Blood oranges are just gorgeous. Usually only available throughout the winter due to their short season, I always grab as many as I can when I stumble across them. In California at least, they are usually quite pricey. I actually paid about $7 for 5 pieces of fruit from the Ferry Building Farmers Market in San Francisco a couple of years ago. I was so surprised to see them in our local Trader Joes this season, for around $2.99 a bag – a real bargain. I used as many as I could in recipes and generally just eating them. I also juiced about 4 bags and froze it so I can enjoy it throughout the year. And that brings me to this recipe!This syrup is really easy to make and is as versatile as it is beautiful! I am using this particular batch of syrup in 3 different recipes I am making this weekend! Firstly, I’ll use 1/2 ounce (half a US ‘shot’) in a blood orange margarita, and then I’ll use it on top of a soaked chia oats breakfast cereal, and finally I’ll drizzle it over the top of some grilled fresh peaches for a dinner party dessert! Not bad for about 20 minutes in the kitchen, huh?!

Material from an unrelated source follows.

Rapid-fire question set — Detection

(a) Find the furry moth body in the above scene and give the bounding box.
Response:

I like to add half a teaspoon of orange flower water to the finished syrup, and it really does make a difference to the finished flavor. You can buy orange flower water in Mediterranean markets. It is made from distilling orange blossoms. To me, it smells of neroli – (bitter orange). It has traditionally been used to soothe gripe pains in babies and the essential oil is calming and relaxing and is said to help ease heart palpitations. The syrup also tastes great mixed with 1 tablespoon of Triple Sec orange liquer. There’s absolutely no need to add either of these ingredients – but their addition does make it extra special!
To make this syrup, all you need to do is mix some sugar and water and slowly heat, stirring, until the sugar dissolves. Then add the juice, bring it to the boil and heat for about 10 minutes. Let cool, and add the orange flower water if you like, bottle it up, pop it in the fridge and use at will! It lasts about 4 days. Well … sometimes.
- ½ Cup Blood Orange Juice (About 4-6 Oranges)
- 1 Cup Sugar
- 1 Cup Filtered Water
- ½ t Orange Blossom (or Orange Flower) Water - optional
- Heat the water and sugar gently on the stove until the sugar has completely dissolved.
- Add the orange juice and bring to a rolling boil.
- Boil for 10 minutes, until liquid reduces slightly.
- Cool, and then strain* and add the orange flower water, if using.
- Store in a glass bottle/jar in the refrigerator for up to 4 days.
Nutritional breakdown is approximate and for general information only, and will vary depending on specific brands and measurements used.